Few medieval phenomena are less understood than the military religious orders of the Crusades. Though historians generally state that they combined chivalry with monasticism, the latter’s role is seldom appreciated. Yet the fact that the order’s members were as much monks as knights, celibate brethren whose lives were spent in barracks which were also monasteries, makes it easier to appreciate why such men rode out to battle to fight with a fanaticism unparalleled in European history.
Seeking armies for its holy wars and anxious to contain the bloodthirsty instincts of a warrior nobility, Catholicism had evolved a formula, by adapting the monastic structure, that produced the first properly staffed and officered troops since the Roman Legions, and at the same time Christianized the old Northern ideal of death in battle. No-one responded to this new spiritual calling with more enthusiasm than the Germans.

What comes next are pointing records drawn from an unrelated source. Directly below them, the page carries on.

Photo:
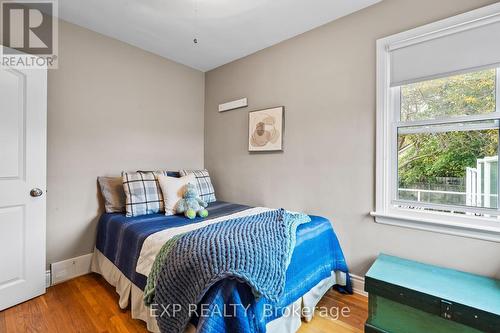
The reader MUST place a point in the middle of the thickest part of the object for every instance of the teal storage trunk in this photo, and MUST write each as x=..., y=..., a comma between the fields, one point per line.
x=410, y=297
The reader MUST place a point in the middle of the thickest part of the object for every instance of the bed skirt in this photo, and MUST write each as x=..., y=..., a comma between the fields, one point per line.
x=131, y=294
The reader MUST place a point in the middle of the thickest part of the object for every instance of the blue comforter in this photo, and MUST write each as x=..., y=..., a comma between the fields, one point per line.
x=316, y=254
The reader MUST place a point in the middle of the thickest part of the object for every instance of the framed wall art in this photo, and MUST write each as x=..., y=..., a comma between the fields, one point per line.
x=265, y=129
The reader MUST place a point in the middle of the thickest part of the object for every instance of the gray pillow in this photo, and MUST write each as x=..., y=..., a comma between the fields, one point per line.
x=113, y=193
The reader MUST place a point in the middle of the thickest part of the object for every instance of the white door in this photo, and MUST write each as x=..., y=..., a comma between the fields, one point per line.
x=23, y=126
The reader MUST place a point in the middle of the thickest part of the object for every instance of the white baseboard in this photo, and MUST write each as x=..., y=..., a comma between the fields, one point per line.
x=70, y=268
x=358, y=284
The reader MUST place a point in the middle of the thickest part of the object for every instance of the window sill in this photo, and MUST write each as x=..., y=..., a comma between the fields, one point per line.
x=450, y=225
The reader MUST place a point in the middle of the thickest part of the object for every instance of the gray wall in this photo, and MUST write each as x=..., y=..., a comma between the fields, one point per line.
x=325, y=78
x=111, y=107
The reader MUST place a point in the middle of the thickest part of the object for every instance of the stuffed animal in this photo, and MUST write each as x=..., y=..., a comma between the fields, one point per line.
x=191, y=204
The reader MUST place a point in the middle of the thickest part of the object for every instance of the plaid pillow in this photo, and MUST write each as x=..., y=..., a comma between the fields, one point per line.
x=205, y=187
x=142, y=192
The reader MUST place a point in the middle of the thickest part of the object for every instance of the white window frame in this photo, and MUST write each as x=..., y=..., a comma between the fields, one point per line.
x=388, y=210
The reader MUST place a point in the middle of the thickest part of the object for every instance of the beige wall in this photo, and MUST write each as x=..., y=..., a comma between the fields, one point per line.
x=111, y=107
x=325, y=78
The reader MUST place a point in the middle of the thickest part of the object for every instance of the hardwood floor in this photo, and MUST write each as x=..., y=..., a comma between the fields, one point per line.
x=89, y=304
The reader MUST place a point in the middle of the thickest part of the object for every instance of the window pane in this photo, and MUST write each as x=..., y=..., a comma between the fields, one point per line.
x=449, y=167
x=460, y=95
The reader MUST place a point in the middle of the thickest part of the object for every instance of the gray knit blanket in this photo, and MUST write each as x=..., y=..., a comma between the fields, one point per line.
x=255, y=250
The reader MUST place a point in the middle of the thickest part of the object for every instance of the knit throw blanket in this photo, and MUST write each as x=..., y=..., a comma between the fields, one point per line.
x=254, y=249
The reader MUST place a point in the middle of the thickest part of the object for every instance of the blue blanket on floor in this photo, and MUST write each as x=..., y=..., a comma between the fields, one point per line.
x=316, y=255
x=254, y=249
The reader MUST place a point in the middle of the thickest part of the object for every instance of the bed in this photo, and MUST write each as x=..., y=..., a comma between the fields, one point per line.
x=126, y=248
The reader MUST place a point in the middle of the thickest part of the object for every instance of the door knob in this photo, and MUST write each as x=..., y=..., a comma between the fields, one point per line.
x=36, y=192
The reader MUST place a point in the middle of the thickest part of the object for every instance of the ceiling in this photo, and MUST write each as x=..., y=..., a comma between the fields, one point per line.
x=225, y=29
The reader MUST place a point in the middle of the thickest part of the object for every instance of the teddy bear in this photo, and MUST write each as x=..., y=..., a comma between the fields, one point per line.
x=191, y=204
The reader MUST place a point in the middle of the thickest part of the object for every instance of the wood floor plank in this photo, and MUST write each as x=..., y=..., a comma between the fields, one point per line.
x=88, y=304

Although the Templars had emerged as early as 1118, the ‘Knighthood of the Hospital of St. Mary of the Germans’ was not instituted until 1198. Its headquarters were at Acre, the new capital of the Latin Kingdom of Jerusalem. The rule was based on those of the Templars and Hospitallers. Knight-brethren, chaplain-brethren and serving-brethren all took the normal monastic vows of poverty, chastity and obedience, and wore a hooded white habit with a black cross on the shoulder over a black tunic.